AUTO BILD Archiv-Artikel 2/1987: Sportliche Limousinen im Kompaktformat: VW erfand den GTI und diese Klasse. Auf den Spuren des GTI : der Mazda 323 GT 16.i und der Suzuki Swift GTi.
- Tomas Hirschberger
GTI. Mehr als ein Kürzel. Ein Begriff, fast wie 4711 oder Cola. GTI, erfunden von VW für den stärksten Golf, steht für Sportlichkeit, Leistung, Geschwindigkeit - und für Erfolg. Mit diesen drei Buchstaben schuf VW eine neue Klasse: die sportlichen Kompakten. Hier herrscht inzwischen ein reges Gedränge. Kaum ein Hersteller von Kompaktwagen, der auf einen GTI im Programm verzichet. 1986 heizten zwei neue Japaner die GTI-Inflation weiter an. AUTO BILD stellt vor: den Suzuki Swift GTi (101 PS, 17.990 Mark) und den Mazda 323 GT 1.6i (105 PS, 21.180 Mark). Der schmucke Swift hat einen richtigen Knüller unter der Haube: den kleinsten Sechzehnventiler der Welt. Aus nur 1298 Kubik Hubraum zaubert er stattliche 101 PS.
Das Original: Der Artikel von 1987 zum kostenlosen Download
Zwei obenliegende Nockenwellen sorgen für die exakte Steuerung der je zwei Ein- und Auslassventile pro Zylinder, eine elektronische Benzineinspritzung hält den Verbrauch erfreulich niedrig. Sogar eine hydraulische Ventilspiel-Einstellung fehlt dem Motörchen nicht. Derartige technische Delikatessen bietet der Mazda nicht. Sein Vierzylinder-Aggregat ist nach dem konventionellen Prinzip gestrickt: zwei Ventile pro Zylinder, eine obenliegende Nockenwelle, 105 PS aus 1,6 Litern Hubraum. Wer mehr will, kann jetzt den nagelneuen Mazda 323 Turbo 4WD 16 V bestellen. Sein 150 PS starker Vierventiler basiert auf dem 1600er-Motor des 323 GT 1.6i.

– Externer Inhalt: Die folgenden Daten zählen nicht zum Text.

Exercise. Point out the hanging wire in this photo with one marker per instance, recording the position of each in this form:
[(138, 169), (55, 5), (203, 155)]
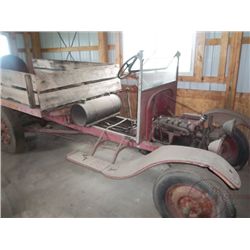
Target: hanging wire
[(69, 53)]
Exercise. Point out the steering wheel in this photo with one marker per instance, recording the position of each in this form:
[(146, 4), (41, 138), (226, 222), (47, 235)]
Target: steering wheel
[(127, 67)]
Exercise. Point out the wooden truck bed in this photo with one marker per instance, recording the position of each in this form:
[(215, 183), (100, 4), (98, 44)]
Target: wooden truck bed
[(57, 83)]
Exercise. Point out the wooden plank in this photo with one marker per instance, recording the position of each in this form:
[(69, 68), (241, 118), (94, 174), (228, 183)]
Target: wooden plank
[(69, 49), (199, 55), (36, 44), (246, 40), (223, 54), (103, 46), (233, 69), (61, 79), (213, 79), (28, 54), (199, 100), (17, 95), (118, 48), (213, 41), (65, 96), (12, 43), (30, 91), (16, 78)]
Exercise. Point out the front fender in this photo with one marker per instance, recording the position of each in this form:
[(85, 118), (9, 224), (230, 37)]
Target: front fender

Soweit die Papierformel. Doch wie verdauen die sportlichen Fronttriebler das Kraftmenü? Für beide gilt: Bei Trockenheit hui, bei Nässe pfui.
Überblick: Hier geht's zu AUTO BILD Klassik
Setzt Regen ein oder ist der Untergrund schlüpfrig, so haben die Japaner größte Schwierigkeiten, ihre Kraft in Vortrieb umzusetzen. Der Fahrer muss sehr sensibel mit Gas und Kupplung umgehen, sonst drehen die Räder hoffnungslos durch. Bei gutem Wetter zeigt sich der Suzuki von seiner sonnigen Seite. Der Sechzehnventiler wirkt schon im unteren Drehzahlbereich quicklebendig (0-100 km/h in 9,2 Sek.). Und wird das exakte, sehr kurz übersetzte Fünfganggetriebe fleißig geschaltet, so dreht der kleine Vierzylinder kraftvoll bis in den roten Bereich, der bei 6500 Touren beginnt. Dabei trompetet der Swift einen markigen Sound aus der Doppelrohr-Auspuffanlage, der bei längeren Autobahntouren (Spitze: 181 km/h) etwas lästig wird.